Una recente indagine realizzata con interviste spot dal Club Calibro 16 verso i produttori che costruiscono armi in calibro 16 sta confermando la tendenza che sia negli Stati Uniti che in Europa è in atto la piena riaffermazione del calibro 16. Tornano prepotentemente i fucili e dietro a loro aumenta la varietà di cartucce a disposizione dei cacciatori. Il fenomeno nuovo è che la classicità dei 28 grammi di piombo è stata un pò rivista, anche alla luce dei materiali oggi superiori a quelli di un tempo che permettono allo stato attuale e con la camera rigorosamente di 70 mm di camerare cariche comprese in un range che va dai 26 ai 32 grammi, sparati quindi senza una esasperazione magnum.

Evidenze di questa tendenza di riaffermazione, si ritrovano nelle dichiarazioni della Rizzini di Marcheno, per la quale le richieste europee di sovrapposti in calibro 16, in particolari britanniche – guarda un pò proprio i maestri inglesi – si sono impennate recentemente sia per le armi da caccia che per l’esclusivo sovrapposto da tiro Competition 16. Analoghe risultanze si ottengono da un’altra casa italica, la Fausti che ha a che fare con i mercati mondiali. RFM da anni ormai posta sulla propria pagina facebook foto di clienti che ritirano calibro 16 e questo sia in configurazione doppietta che sovrapposto.

calibro 16 fucile da caccia e da tiroAnche se guardiamo al mercato della armi un pò più costose, Poli ci è testimone, e la doppietta da beccaccia presentata in bianco presso lo stand del Club Calibro 16 nel recente Caccia Village ha già preso il volo e la richiesta dell’acquirente è stata quella di accompagnarla con altro paio di canne più lunghe – sempre in 16 – per ampliare il range di utilizzo.
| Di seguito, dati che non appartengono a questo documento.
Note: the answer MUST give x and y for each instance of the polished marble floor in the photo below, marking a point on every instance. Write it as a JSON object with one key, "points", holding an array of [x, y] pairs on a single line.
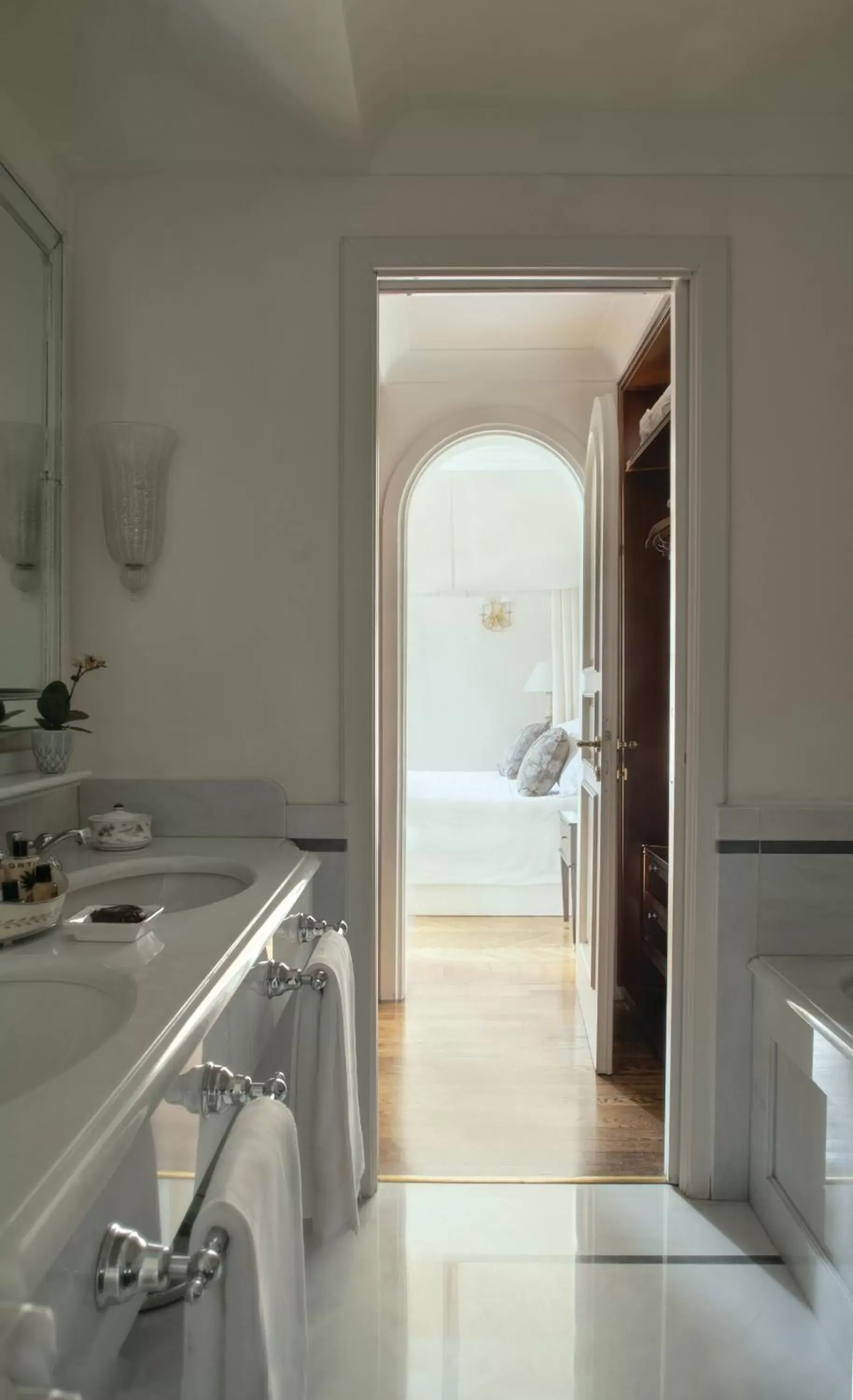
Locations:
{"points": [[559, 1293]]}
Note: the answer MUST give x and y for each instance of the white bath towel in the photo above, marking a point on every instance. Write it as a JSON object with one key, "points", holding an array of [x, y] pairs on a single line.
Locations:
{"points": [[324, 1092], [247, 1339]]}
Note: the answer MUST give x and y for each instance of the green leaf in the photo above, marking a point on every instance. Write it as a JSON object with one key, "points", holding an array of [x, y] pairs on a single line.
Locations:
{"points": [[54, 705]]}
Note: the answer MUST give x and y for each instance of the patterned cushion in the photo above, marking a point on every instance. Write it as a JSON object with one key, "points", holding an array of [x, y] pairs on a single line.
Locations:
{"points": [[544, 762], [509, 766]]}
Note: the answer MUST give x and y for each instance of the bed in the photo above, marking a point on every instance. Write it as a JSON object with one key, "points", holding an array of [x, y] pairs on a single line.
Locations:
{"points": [[475, 846]]}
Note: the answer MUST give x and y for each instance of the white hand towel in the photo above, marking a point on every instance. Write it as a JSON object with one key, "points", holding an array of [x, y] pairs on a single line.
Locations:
{"points": [[247, 1339], [324, 1092]]}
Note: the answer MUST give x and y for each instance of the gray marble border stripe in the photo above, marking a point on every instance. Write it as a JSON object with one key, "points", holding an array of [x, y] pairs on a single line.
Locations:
{"points": [[678, 1259], [785, 847], [320, 843], [807, 847]]}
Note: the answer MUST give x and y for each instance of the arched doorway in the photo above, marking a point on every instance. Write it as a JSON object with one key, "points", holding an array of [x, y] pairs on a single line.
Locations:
{"points": [[548, 447]]}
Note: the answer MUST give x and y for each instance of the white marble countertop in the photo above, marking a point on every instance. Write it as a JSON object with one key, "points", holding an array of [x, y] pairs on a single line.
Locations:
{"points": [[818, 987], [61, 1143]]}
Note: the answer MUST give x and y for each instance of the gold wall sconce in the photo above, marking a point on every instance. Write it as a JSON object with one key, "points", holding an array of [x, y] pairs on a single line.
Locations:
{"points": [[496, 615]]}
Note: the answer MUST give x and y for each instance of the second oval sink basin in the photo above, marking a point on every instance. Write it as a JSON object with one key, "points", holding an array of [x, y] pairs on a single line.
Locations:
{"points": [[51, 1020], [153, 882]]}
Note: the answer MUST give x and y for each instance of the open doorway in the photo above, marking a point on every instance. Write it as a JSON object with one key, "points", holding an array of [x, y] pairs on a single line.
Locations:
{"points": [[508, 542]]}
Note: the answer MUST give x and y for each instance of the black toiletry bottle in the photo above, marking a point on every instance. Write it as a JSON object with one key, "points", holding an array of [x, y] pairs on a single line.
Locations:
{"points": [[44, 887]]}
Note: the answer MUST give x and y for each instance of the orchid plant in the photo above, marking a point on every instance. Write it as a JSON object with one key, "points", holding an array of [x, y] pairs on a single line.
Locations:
{"points": [[55, 709]]}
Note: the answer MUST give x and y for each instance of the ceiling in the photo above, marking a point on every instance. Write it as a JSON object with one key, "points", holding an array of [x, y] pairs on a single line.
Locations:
{"points": [[606, 325], [314, 84]]}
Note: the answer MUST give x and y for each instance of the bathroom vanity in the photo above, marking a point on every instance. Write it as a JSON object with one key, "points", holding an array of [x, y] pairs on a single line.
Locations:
{"points": [[802, 1139], [94, 1039]]}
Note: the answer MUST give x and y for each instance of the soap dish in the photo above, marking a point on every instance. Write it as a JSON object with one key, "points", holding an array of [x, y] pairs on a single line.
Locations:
{"points": [[86, 931]]}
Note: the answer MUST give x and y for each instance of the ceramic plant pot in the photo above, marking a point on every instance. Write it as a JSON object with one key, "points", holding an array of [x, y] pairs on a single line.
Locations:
{"points": [[52, 749]]}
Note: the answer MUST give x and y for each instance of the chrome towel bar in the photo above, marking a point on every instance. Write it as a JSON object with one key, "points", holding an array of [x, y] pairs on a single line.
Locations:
{"points": [[129, 1265]]}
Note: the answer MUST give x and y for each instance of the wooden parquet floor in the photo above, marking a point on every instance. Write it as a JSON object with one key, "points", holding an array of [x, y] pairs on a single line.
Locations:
{"points": [[485, 1069]]}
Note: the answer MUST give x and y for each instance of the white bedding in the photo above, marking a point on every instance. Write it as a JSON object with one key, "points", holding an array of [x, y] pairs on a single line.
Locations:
{"points": [[477, 829]]}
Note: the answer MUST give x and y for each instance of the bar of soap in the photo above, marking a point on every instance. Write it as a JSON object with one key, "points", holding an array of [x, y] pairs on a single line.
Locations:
{"points": [[118, 915]]}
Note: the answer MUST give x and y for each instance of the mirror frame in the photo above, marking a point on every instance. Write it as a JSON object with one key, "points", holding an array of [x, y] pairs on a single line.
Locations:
{"points": [[38, 227]]}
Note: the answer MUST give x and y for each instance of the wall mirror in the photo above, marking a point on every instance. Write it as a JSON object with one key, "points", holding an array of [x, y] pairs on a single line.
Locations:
{"points": [[30, 443]]}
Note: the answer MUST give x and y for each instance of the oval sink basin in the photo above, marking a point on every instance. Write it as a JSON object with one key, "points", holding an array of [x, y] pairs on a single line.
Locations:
{"points": [[156, 882], [51, 1020]]}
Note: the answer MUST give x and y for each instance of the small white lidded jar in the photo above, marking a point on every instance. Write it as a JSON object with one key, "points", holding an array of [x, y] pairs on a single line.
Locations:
{"points": [[121, 831]]}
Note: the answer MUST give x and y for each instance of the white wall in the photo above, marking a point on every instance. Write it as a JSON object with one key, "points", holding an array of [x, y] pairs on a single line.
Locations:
{"points": [[21, 401], [475, 534], [466, 698], [213, 306]]}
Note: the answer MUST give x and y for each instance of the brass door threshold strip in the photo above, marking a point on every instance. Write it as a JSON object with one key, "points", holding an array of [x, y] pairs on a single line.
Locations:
{"points": [[526, 1181]]}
La stessa Piotti che produce pochi fucili all’anno che, superano quasi totalmente i confini nazionali verso una moltitudine di destinazioni, afferma che la richiesta anche di armi fini in questo calibro è aumentata notevolmente. Il fenomeno è confermato dai vertici di Browning, che uscita nel 2016 col semiauto A5 in calibro 16, si è vista prosciugare prima le scorte dal mercato americano e tutt’ora fatica e non poco a stare dietro alle richieste dei mercati sia nordamericano che europeo.

La situazione munizioni va di concerto. In Italia 5 anni fa erano dichiarate in produzione 15 tipi di cartucce in 16 e all’atto pratico non si trovavano nelle armerie. Oggi i tipi prodotti, molti dei quali vanno anche all’estero sono 32 – praticamente raddoppiati – e tutti discretamente reperibili.

In questo contesto il Club Calibro 16, fenomeno tipicamente italiano (con l’aggiunta di San Marino), festeggia i suoi 5 anni con un importante incremento dei tesseramenti e con la soddisfazione di aver contribuito in maniera forte alla riaffermazione del calibro.

Dopo aver già festeggiato al Calibro 16 Day 2017 ed a Caccia Village, il Club festeggia di nuovo il 23 Luglio presso il Tiro a Volo San Martino di Rio Salso, con la celebrazione del 3° Trofeo Doubleshot. Sarà l’occasione questa anche per chi non usa abitualmente il calibro 16 di venire a provare e per questo sulla linea di tiro saranno disponibili sia Rizzini Competition 16 che Browning A5 One 16 che saranno messi a disposizione dai membri del Club per competere con essi alla manifestazione.